Der Aussage der übrigen Beteiligten zufolge hatte der Champ sie natürlich vollkommen grundlos verprügelt. Das aber könne ja wohl nicht sein, daher müsse der Champ unbedingt seine Sicht der Dinge schildern. „Wir meinen es doch auch nur gut mit ihm“, versicherte der Rothaarige.
Das mag ja sein. Aber sie müssen weiter. Uff de Betze. Und zwar mit dem Champ. Denn ohne ihn schaffen sie es nicht.
+ + +
„Das dumme Arschloch.“
Doch, nichts anderes hat sie eben gesagt. Es hat auch nicht so geklungen, als sei es ihr im ersten Moment der Überraschung nur so rausgerutscht. Sondern es klang wie eine Feststellung, die nüchterne Erkenntnis aus dem eben Gehörten.
Das dumme Arschloch.
Nicht, dass solche Ausfälle für Lea ungewöhnlich wären.
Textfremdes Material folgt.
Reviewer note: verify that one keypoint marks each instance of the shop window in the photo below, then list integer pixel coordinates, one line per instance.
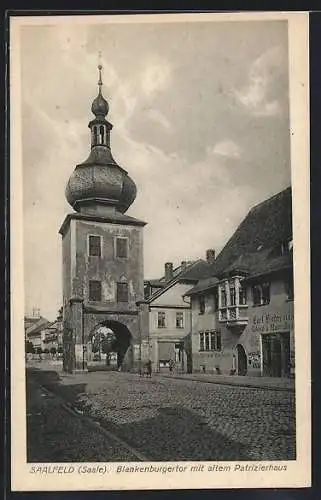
(122, 292)
(94, 246)
(266, 293)
(179, 320)
(161, 319)
(122, 248)
(289, 289)
(95, 291)
(201, 302)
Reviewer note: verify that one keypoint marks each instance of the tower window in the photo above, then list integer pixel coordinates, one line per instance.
(95, 291)
(102, 134)
(94, 246)
(95, 136)
(122, 292)
(122, 248)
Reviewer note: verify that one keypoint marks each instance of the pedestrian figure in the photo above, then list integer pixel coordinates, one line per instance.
(149, 368)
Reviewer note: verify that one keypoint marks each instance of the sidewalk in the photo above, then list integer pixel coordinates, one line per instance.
(279, 384)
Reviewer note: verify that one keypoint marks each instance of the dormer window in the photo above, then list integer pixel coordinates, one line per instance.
(232, 294)
(232, 301)
(201, 302)
(242, 295)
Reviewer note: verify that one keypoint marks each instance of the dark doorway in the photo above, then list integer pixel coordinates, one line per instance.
(241, 360)
(276, 354)
(112, 338)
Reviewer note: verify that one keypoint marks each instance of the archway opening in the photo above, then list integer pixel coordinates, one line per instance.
(110, 342)
(241, 360)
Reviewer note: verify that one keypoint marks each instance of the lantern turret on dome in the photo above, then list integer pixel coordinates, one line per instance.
(99, 184)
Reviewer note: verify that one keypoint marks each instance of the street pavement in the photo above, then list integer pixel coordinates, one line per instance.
(180, 419)
(56, 435)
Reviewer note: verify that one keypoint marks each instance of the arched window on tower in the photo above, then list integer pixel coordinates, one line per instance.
(101, 134)
(95, 136)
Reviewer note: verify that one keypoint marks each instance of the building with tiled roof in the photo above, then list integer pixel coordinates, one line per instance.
(165, 315)
(242, 311)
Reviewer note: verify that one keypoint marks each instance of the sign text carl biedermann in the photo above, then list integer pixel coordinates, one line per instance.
(160, 469)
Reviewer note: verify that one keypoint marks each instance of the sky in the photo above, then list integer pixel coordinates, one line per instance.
(201, 124)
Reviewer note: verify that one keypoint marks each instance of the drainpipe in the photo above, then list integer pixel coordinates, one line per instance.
(84, 347)
(189, 302)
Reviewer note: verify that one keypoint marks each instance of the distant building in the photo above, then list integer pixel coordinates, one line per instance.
(53, 335)
(242, 312)
(102, 251)
(166, 316)
(34, 327)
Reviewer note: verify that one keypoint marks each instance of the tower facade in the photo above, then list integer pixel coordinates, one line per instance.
(102, 251)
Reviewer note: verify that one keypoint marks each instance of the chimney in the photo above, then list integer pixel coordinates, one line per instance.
(183, 265)
(168, 271)
(210, 255)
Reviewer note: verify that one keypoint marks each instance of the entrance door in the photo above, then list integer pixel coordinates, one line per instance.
(276, 354)
(241, 360)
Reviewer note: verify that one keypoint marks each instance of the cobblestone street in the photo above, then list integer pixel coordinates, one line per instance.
(173, 419)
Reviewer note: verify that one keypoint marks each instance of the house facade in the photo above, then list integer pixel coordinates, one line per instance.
(166, 315)
(242, 313)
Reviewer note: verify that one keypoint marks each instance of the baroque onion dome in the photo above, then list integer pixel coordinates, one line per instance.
(99, 181)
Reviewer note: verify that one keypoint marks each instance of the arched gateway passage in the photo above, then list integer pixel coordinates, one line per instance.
(241, 360)
(111, 339)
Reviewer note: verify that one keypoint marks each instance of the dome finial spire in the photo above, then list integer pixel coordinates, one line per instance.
(100, 82)
(100, 105)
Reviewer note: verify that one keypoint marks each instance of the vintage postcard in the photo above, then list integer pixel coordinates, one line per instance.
(160, 308)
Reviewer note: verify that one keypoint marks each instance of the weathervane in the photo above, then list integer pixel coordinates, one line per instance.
(100, 83)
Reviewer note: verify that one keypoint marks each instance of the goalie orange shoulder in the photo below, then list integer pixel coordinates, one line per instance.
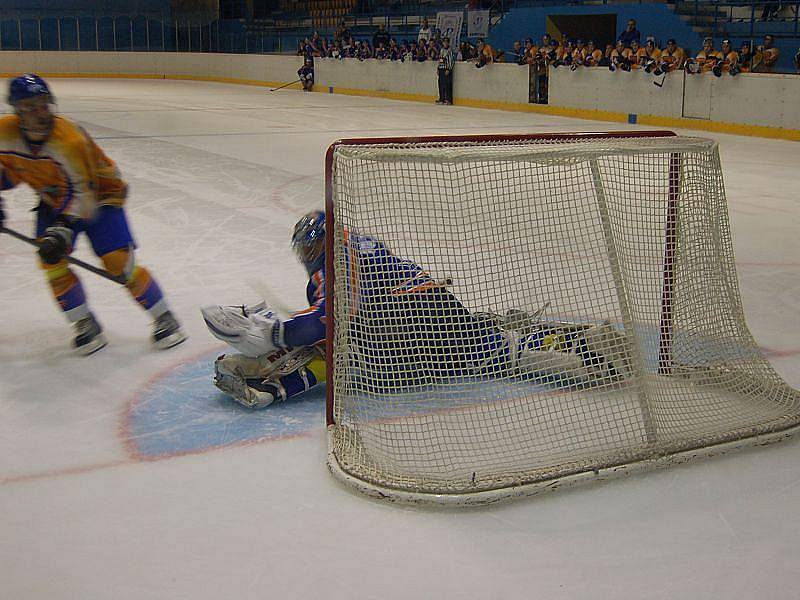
(69, 171)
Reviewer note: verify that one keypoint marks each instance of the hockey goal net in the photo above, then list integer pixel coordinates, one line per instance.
(562, 308)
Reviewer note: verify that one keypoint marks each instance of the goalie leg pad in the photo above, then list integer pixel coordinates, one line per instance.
(251, 333)
(258, 382)
(251, 393)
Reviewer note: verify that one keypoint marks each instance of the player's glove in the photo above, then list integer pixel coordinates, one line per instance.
(56, 243)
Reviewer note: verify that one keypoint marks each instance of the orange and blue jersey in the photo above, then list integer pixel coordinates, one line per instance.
(372, 270)
(307, 327)
(69, 172)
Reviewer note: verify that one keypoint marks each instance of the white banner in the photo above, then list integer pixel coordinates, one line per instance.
(477, 23)
(449, 26)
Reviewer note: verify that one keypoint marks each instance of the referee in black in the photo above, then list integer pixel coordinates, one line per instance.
(447, 61)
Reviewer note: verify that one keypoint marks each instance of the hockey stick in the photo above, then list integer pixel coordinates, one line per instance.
(75, 261)
(285, 85)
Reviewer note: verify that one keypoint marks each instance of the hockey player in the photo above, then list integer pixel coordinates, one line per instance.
(402, 320)
(80, 191)
(306, 73)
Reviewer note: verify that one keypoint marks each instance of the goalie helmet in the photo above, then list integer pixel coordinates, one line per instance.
(308, 240)
(26, 86)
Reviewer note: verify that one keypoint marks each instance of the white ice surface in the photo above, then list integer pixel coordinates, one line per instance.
(218, 174)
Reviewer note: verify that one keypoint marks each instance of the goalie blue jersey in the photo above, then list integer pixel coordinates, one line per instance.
(372, 271)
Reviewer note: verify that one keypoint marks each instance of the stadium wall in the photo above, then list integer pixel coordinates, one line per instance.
(760, 105)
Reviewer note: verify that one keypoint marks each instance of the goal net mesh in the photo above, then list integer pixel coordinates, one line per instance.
(479, 370)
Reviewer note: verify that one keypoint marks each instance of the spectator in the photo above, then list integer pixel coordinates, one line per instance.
(705, 59)
(433, 50)
(485, 54)
(422, 51)
(467, 51)
(447, 59)
(425, 32)
(564, 54)
(593, 55)
(650, 55)
(550, 53)
(518, 52)
(412, 51)
(342, 32)
(672, 58)
(303, 47)
(636, 54)
(745, 58)
(315, 44)
(630, 34)
(306, 73)
(531, 52)
(381, 37)
(578, 54)
(729, 62)
(771, 10)
(768, 56)
(620, 57)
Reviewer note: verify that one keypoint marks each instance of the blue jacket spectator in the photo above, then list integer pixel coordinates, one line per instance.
(630, 34)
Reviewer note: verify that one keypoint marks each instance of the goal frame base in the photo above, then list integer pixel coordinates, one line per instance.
(535, 488)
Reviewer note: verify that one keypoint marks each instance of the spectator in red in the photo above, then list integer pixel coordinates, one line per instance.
(705, 59)
(730, 60)
(381, 37)
(485, 54)
(630, 34)
(593, 55)
(769, 56)
(620, 57)
(672, 58)
(425, 32)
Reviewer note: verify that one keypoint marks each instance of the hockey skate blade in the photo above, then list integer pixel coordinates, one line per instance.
(98, 343)
(171, 340)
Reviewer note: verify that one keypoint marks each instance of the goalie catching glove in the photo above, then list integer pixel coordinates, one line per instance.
(252, 330)
(574, 353)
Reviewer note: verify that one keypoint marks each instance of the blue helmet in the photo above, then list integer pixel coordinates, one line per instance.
(308, 240)
(26, 86)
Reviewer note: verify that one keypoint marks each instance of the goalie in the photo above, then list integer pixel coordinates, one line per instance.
(401, 320)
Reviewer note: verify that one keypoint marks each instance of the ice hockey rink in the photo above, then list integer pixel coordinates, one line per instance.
(126, 475)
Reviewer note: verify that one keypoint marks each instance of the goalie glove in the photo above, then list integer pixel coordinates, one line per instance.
(251, 332)
(56, 243)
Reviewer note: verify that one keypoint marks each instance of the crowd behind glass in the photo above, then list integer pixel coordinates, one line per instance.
(628, 54)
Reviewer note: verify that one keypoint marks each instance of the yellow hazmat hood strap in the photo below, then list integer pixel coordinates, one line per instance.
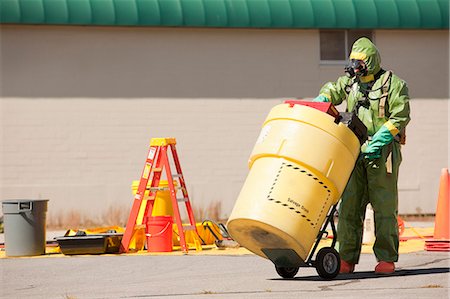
(367, 79)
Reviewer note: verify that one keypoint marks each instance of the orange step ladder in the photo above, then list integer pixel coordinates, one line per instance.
(157, 161)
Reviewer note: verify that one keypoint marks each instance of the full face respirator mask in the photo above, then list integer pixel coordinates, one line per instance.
(356, 68)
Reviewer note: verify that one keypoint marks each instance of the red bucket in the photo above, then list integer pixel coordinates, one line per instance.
(159, 234)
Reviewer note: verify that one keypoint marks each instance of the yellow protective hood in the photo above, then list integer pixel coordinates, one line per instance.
(364, 49)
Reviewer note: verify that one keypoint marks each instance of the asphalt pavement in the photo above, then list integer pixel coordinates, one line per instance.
(420, 274)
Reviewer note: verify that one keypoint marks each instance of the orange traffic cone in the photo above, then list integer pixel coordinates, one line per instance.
(441, 237)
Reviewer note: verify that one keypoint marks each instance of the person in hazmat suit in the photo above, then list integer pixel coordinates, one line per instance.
(380, 100)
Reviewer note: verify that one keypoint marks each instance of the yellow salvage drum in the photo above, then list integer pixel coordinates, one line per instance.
(299, 167)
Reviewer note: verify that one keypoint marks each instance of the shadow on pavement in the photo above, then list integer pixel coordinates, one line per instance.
(372, 275)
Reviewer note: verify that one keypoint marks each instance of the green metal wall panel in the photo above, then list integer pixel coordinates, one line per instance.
(351, 14)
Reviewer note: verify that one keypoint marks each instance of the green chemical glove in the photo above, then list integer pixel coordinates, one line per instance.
(381, 138)
(321, 98)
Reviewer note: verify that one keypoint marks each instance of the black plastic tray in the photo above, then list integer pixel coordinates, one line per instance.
(90, 244)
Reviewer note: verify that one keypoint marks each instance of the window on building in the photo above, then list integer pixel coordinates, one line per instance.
(335, 45)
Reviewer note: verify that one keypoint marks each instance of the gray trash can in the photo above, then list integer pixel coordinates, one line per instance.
(24, 226)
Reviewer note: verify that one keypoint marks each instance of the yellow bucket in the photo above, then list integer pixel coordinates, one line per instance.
(299, 168)
(161, 207)
(163, 201)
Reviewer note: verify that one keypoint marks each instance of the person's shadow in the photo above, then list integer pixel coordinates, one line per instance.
(372, 275)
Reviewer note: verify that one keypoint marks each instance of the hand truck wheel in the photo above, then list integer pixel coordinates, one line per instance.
(287, 272)
(328, 263)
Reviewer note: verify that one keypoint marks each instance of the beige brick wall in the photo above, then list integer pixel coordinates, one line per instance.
(80, 104)
(84, 153)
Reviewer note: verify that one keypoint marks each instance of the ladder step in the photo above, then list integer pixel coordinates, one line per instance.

Es kommt öfter vor, dass sich Eheleute ihr gegenüber abfällig übereinander äußern, sogar im Beisein des Gescholtenen. Ist auch schon vorgekommen, dass sie aufeinander losgegangen sind und Lea die beiden voneinander trennen musste. Szenen einer Ehe eben. In über einem Dutzend Dienstjahren erlebt eine Erste Polizeihauptkommissarin so allerlei.
In diesen Breiten sind sie halt weniger dialoglastig als anderswo, diese Szenen einer Ehe. Sie ziehen sich eher stumm und zäh dahin. Bis das Schweigen eines Tages bricht, und dann wird es oft gleich richtig laut und nicht selten körperlich, sinnlos, hirnlos, brutal. Wie gesagt, Lea hat da so ihre Erfahrungswerte.
Aber: das dumme Arschloch? So unvermittelt aus dem Mund dieser Frau? Dieser feingliedrigen, angenehm zurückhaltend wirkenden Person, die zwar abgekämpft, aber noch lange nicht besiegt wirkt, allenfalls allmählich bedroht vom Verlust der inneren und äußeren Form?
Das ist Heidrun Schmitter.
Lea erschrak fast, als die junge Frau die Tür öffnete, war es ihr sofort, als stehe sie vor einem zehn Jahre jüngeren Abbild ihrer selbst. Und auch Heidrun Schmitter schaute nicht irritiert, weil die Polizei vor ihrer Haustür stand, sondern weil die ihr auf Anhieb sympathische Person da vor der Tür in einer Polizeiuniform steckte, so kam es Lea jedenfalls vor … Obwohl, da hat sie sich wahrscheinlich nur mal wieder viel zu schnell etwas zusammengereimt.
Und das ist eigentlich gar nicht gut. Eine Erste Polizeihauptkommissarin sollte einer Person, die ihr im Rahmen ihrer Polizeiarbeit begegnet, nicht so spontan mit so viel Wohlwollen begegnen. Aber es ist eben zu verrückt: Diese müden Augen, diese schmale Ober- und die volle Unterlippe, dieses schmale Gesicht, das so leicht zum Strahlen zu bringen wäre, wenn da nur was wäre, was es zum Strahlen brächte, das alles kommt Lea sofort so vertraut vor. Hat sie es selbst doch so oft schon gesehen, öfter sogar, als er ihr lieb ist, morgens im Spiegel nämlich.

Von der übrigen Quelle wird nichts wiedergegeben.